Macho Philipovich macho at resist.ca
Mon Feb 4 14:30:11 PST 2008

kyle mckinley wrote:
> It seems to me that what needs to be interjected into this 
> conversation is questions of class. Sure, if there are no paid staff 
> at a bike project, there is a perception of equality. But who is it 
> that has time to 'give' to a project? I'm not, by any means, saying 
> that if you volunteer your time, you aren't working class, but I think 
> that a cursory examination of community bike shops reveals that they 
> are mostly operated by young white men. At the very least, I think 
> that we can agree that this is a group that possesses certain other 
> privileges in this society, privileges that might make it easier to 
> 'donate' a lot of time to a project you love. Many projects have found 
> that paying a living wage has increased gender equity in their shop, 
> and I would guess that it will increase the proportion of non-white 
> core members as well. Both of these factors make the shop more 
> friendly/ accessible to exactly the portions of our communities that 
> probably have the most trouble getting bike help via traditional 
> routes (bro-ing out with the mechanic dude down at the legit bike shop).

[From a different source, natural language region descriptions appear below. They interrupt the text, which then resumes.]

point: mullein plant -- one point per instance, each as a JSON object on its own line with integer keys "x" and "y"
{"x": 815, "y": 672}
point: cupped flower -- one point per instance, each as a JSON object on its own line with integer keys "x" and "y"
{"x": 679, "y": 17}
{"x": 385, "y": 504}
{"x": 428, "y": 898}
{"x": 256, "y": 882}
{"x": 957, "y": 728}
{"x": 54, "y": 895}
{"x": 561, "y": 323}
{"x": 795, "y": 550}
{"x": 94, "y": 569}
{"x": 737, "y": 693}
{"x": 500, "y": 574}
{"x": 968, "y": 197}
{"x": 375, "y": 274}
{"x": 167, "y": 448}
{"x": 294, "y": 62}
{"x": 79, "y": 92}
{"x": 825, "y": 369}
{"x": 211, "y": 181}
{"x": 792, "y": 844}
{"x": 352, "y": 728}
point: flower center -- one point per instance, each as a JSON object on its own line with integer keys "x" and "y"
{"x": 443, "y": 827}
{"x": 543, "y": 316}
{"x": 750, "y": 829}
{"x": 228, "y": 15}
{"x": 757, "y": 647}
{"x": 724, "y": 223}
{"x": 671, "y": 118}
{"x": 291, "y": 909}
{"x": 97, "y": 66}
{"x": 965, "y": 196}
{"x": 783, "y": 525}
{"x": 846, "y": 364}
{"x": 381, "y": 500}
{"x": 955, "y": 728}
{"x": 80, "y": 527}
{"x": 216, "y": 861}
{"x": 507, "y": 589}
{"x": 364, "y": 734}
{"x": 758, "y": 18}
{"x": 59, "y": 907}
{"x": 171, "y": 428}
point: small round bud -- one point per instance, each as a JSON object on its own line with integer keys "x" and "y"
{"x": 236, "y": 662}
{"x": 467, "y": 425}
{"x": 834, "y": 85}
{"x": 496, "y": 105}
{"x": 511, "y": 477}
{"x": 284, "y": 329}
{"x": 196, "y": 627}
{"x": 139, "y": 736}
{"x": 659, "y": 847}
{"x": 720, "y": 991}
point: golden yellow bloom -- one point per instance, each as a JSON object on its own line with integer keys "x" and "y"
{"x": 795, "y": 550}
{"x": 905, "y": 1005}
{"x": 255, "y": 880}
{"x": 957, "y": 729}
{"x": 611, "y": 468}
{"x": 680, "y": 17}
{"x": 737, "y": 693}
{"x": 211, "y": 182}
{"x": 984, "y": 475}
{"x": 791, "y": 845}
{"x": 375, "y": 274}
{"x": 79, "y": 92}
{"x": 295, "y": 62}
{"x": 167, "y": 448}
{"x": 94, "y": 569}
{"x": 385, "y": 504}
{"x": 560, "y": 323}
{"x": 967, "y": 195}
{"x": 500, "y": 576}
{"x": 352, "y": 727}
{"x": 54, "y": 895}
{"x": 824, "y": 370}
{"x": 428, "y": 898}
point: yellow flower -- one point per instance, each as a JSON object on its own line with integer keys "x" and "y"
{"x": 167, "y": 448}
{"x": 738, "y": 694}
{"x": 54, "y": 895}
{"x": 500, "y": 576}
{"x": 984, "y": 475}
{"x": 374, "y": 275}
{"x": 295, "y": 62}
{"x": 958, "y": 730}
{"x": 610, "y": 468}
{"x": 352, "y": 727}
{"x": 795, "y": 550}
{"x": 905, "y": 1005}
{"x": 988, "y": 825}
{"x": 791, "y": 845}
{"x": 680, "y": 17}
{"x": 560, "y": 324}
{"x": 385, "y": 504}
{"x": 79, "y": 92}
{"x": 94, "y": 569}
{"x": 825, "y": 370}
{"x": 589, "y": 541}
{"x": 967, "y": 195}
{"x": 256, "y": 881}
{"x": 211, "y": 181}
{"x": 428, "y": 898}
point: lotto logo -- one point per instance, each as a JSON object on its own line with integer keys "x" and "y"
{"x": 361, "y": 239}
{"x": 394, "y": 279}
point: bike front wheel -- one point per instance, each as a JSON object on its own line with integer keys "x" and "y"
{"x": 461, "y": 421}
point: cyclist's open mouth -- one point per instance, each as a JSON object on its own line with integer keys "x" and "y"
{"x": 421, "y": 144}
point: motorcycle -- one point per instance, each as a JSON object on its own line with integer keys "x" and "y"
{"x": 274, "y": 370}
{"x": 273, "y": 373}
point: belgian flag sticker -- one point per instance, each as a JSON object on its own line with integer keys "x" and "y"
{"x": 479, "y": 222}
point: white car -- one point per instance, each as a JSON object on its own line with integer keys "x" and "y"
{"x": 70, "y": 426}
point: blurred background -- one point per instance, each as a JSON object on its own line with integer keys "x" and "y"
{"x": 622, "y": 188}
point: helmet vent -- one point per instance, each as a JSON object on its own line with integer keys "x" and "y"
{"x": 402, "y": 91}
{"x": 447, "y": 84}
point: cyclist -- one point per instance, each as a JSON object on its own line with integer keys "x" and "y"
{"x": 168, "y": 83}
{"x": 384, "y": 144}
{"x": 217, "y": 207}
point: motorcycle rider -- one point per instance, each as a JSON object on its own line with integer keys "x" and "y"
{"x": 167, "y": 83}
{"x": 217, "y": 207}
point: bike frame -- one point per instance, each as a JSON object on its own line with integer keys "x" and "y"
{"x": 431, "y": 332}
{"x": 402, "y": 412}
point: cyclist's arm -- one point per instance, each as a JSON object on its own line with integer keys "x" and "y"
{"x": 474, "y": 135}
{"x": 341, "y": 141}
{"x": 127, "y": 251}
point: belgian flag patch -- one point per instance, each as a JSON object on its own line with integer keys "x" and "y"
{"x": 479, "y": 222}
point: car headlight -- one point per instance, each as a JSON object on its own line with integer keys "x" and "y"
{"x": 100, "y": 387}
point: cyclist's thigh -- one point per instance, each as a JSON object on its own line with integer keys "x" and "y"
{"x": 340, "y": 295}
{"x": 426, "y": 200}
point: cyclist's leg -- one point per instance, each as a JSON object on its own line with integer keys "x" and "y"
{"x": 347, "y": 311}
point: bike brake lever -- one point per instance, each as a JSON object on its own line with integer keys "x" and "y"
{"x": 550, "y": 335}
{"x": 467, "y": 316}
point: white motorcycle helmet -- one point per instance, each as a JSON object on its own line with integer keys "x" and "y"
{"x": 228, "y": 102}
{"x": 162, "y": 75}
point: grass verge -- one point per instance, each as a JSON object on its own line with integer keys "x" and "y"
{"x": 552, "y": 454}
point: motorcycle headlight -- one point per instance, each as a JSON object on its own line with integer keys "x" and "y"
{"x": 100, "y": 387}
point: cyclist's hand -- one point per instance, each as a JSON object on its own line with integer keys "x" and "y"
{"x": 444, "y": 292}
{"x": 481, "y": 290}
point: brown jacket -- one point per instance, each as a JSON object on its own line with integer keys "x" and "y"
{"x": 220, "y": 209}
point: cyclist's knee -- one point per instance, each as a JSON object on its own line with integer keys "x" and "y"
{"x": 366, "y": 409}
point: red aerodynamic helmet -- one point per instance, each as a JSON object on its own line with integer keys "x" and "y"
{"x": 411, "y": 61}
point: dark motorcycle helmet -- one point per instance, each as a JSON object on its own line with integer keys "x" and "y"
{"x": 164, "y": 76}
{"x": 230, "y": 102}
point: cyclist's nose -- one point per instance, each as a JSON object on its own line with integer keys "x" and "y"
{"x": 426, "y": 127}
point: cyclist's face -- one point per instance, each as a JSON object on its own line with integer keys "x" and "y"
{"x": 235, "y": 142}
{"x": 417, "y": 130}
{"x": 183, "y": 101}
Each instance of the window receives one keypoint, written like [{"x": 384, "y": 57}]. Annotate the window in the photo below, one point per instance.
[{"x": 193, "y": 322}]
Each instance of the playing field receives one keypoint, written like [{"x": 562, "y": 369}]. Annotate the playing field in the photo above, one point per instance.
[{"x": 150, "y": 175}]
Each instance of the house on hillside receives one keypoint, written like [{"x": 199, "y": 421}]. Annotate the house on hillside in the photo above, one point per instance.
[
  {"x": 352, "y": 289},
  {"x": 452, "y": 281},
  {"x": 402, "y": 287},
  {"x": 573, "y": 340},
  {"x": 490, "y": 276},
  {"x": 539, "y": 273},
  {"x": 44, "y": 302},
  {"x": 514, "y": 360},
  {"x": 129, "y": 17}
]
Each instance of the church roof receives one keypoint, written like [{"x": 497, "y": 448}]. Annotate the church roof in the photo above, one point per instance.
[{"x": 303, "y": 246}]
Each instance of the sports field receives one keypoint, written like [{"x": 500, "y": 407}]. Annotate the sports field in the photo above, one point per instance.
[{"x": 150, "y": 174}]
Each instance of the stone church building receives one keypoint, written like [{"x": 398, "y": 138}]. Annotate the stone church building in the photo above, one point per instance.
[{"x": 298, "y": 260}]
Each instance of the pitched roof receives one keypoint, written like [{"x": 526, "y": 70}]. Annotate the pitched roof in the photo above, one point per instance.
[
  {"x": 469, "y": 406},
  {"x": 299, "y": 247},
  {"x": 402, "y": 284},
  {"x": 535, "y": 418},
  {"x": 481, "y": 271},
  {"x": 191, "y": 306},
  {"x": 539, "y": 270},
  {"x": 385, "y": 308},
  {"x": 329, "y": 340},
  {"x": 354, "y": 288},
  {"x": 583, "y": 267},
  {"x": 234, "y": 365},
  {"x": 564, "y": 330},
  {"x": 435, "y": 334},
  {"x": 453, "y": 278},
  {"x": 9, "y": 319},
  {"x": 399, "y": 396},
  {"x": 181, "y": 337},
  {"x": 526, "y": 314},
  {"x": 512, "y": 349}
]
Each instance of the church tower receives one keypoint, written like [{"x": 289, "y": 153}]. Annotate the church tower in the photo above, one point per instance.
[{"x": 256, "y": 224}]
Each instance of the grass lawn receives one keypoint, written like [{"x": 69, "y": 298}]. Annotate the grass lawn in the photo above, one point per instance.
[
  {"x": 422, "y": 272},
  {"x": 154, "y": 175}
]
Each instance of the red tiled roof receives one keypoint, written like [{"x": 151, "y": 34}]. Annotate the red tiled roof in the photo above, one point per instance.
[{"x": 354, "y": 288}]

I've got a follow-up question to this for all of the shops out there.  
I've always been skeptical about how paid staff would affect our shop.  
We have always been all-volunteer.  The one advantage I saw in it was 
the possibility of redressing class or race imbalances in the way you 
mention.  On the other hand, my impression of most shops with hired 
staff, even the ones who use class and race as an explicit justification 
for it, is that they seem to be no more diverse along race and class 
lines than our shop, usually less.  My impression may totally be wrong, 
so I'd love to hear from other places about this.  Does your experience 
with hired staff show an improvement in class/racial diversity?

As an aside, I might sometimes seem the grumpy naysayer, but I should 
mention that I love this list (and Bike!Bike!) for giving a space for 
critical, thoughtful, and constructive discussion to happen around 
race/class/gender/antioppression/etc in the bike world.  Thanks everyone.